Gudrun Bühnemann, a scholar of Buddhism and Hinduism, first visited Nepal in 1979 and has returned regularly to the Kathmandu Valley, home to an array of historic temples and monuments, to continue her study of Sanskrit texts and manuscripts.
Several cultures and religions intersect in the small Himalayan nation, which is nestled between India and China. The Kathmandu Valley, Nepal’s cultural center, is home to seven UNESCO World Heritage Sites.
Bühnemann’s work has taken on a new purpose. Her most recent visit, last July, came just months after a devastating earthquake struck Nepal.
The April 25 quake killed more than 9,000 people, and was followed by a strong aftershock on May 12 and a series of minor aftershocks. More than 30 Kathmandu Valley monuments collapsed, and another 120 sustained damage.
Bühnemann, professor in the departments of Languages and Cultures of Asia and East Asian Languages and Literature at the University of Wisconsin–Madison, will discuss the damage to these historic sites and the efforts to rebuild, on Thursday, January 28, at noon, in 206 Ingraham Hall. The event, which is free and open to the public, is sponsored by the Center for South Asia.

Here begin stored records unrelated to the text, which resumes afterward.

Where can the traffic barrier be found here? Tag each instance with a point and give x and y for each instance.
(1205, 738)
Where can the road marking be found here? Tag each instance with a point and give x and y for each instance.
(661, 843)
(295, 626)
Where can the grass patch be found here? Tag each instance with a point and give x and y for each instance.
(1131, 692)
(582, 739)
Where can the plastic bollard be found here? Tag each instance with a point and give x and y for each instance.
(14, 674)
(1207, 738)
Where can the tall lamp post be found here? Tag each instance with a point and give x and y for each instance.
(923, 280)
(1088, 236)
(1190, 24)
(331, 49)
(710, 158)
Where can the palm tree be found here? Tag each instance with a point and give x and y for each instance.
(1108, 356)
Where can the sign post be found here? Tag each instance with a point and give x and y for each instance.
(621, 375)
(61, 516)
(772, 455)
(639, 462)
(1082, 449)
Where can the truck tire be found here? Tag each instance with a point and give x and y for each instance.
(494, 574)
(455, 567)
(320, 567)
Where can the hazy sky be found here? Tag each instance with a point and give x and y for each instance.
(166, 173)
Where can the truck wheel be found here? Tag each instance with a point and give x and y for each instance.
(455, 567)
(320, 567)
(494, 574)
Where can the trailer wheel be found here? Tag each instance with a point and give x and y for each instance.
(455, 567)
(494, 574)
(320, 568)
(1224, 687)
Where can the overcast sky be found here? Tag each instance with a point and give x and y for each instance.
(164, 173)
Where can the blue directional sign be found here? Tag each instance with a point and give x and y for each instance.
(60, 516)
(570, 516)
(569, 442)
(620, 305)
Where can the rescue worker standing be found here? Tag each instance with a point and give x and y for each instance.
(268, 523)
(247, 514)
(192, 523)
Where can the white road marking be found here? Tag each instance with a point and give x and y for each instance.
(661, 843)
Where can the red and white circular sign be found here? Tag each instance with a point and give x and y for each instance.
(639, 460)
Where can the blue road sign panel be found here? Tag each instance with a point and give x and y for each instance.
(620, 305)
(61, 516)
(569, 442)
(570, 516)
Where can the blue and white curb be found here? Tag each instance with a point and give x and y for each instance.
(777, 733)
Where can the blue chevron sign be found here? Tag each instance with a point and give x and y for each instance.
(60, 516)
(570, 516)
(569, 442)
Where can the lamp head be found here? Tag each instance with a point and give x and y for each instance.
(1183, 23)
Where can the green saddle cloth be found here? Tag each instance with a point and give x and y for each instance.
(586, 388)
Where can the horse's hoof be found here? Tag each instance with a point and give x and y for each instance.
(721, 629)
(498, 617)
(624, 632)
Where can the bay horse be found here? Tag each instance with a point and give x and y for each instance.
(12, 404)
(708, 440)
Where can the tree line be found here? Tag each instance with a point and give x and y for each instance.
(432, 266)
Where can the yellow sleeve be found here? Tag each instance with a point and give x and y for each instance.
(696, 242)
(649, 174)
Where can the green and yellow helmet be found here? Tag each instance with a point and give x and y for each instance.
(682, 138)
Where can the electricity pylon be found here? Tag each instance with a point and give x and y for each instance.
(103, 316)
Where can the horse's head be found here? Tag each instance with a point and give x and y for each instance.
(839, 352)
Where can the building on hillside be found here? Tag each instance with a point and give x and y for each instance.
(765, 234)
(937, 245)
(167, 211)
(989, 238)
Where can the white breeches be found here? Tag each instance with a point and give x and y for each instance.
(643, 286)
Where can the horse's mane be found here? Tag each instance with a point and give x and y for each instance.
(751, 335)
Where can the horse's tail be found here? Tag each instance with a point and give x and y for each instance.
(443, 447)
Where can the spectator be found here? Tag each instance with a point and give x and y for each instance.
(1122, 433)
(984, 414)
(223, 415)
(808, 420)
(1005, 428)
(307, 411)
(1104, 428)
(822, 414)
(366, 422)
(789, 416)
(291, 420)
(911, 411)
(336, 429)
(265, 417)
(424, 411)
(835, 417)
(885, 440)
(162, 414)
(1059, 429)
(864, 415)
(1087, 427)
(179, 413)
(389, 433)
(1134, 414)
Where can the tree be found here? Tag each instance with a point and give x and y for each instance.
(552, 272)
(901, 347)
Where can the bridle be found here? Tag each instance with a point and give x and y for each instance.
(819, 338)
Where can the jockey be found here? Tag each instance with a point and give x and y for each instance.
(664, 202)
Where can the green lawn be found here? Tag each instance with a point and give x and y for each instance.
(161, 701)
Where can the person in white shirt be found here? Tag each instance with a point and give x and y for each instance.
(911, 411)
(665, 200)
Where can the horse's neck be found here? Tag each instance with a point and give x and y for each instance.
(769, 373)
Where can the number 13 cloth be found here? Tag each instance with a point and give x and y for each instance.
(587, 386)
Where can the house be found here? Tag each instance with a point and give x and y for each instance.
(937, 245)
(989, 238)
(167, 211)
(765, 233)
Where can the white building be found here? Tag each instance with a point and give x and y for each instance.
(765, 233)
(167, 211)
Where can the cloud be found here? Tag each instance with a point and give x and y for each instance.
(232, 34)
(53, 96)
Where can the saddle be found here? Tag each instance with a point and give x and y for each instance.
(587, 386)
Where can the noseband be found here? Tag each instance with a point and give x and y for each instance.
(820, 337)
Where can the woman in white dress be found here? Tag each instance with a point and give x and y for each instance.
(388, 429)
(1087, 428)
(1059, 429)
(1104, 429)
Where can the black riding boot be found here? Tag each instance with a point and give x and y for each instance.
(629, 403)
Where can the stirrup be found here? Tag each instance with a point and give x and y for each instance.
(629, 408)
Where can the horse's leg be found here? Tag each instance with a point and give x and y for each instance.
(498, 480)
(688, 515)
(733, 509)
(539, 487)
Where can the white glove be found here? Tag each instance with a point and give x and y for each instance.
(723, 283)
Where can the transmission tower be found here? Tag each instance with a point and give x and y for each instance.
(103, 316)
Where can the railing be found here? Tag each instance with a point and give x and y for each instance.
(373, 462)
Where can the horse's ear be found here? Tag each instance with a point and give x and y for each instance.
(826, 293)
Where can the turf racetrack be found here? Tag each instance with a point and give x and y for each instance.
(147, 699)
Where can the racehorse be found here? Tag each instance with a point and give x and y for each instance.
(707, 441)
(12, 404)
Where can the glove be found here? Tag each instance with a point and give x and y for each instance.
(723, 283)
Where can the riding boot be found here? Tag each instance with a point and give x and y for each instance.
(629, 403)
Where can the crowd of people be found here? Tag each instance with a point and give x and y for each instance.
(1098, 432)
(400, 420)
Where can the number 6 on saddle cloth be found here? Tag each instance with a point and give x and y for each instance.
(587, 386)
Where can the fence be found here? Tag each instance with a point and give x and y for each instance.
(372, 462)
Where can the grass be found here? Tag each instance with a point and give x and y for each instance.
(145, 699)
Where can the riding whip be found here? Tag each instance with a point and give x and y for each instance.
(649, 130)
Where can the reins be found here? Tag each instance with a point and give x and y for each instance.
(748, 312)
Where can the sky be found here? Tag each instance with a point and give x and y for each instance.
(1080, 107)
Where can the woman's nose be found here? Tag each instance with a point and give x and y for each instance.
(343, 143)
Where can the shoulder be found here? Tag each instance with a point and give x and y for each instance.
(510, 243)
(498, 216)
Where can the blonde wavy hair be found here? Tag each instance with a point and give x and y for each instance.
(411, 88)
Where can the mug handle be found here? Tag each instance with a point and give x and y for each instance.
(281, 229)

During her 2015 trip, Bühnemann surveyed damage to cultural sites she considers especially relevant to her work.
“Scholars like myself have studied and documented ancient monuments in the Kathmandu Valley,” says Bühnemann. “The photographs of monuments taken before the earthquake have become important documents that will help architects to reconstruct lost buildings.”